We’re not sure. It could simply be related to the fact that more women are getting vaccinated than men right now. Or it’s possible that it was a coincidence that women happened to report these. It could be a statistical fluke. But to determine that, we need more information. It may be that we discover there is a link between sex and likelihood of developing clots, but my gut feeling is that that will not be the case. We need more data to know for sure.
Is there a risk of increased vaccine hesitancy as a result of the clot-related pause?

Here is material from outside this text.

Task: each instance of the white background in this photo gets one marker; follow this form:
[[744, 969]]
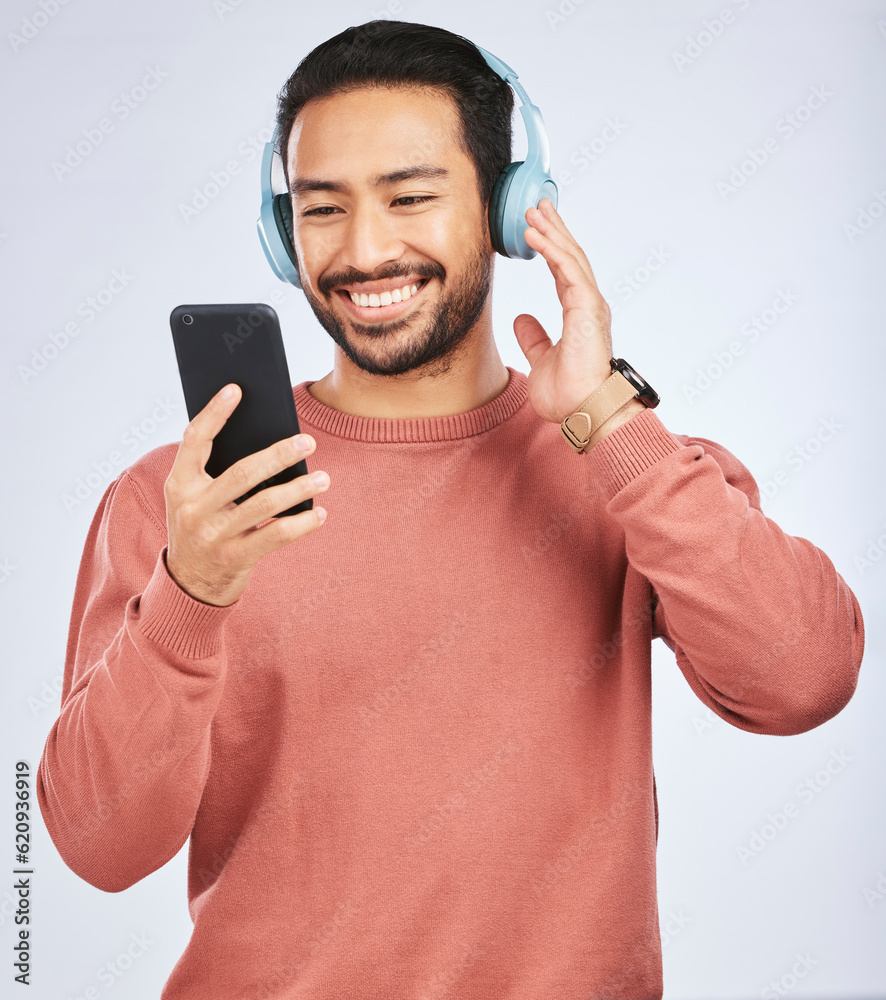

I think reporting these cases may result in more vaccine hesitancy initially. But if we had tried to minimize or ignore those events or delayed the reporting, I think that would have had implications and actually fed into distrust and fear and, in the end, result in even more hesitancy. When we were first launching the Pfizer vaccine, we heard of some initial cases of anaphylaxis [allergic reactions] in people who had gotten it. But it turned out to be very rare, and fear of that seems to have subsided. I like to believe that’s because public health officials were very transparent and communicated the risk of anaphylaxis early on. And now we monitor people for 15 to 30 minutes after vaccination to reduce that danger as well. There will be other issues, certainly, with distrust and hesitancy and delay. But the more we talk through these issues, the more it helps the public understand them.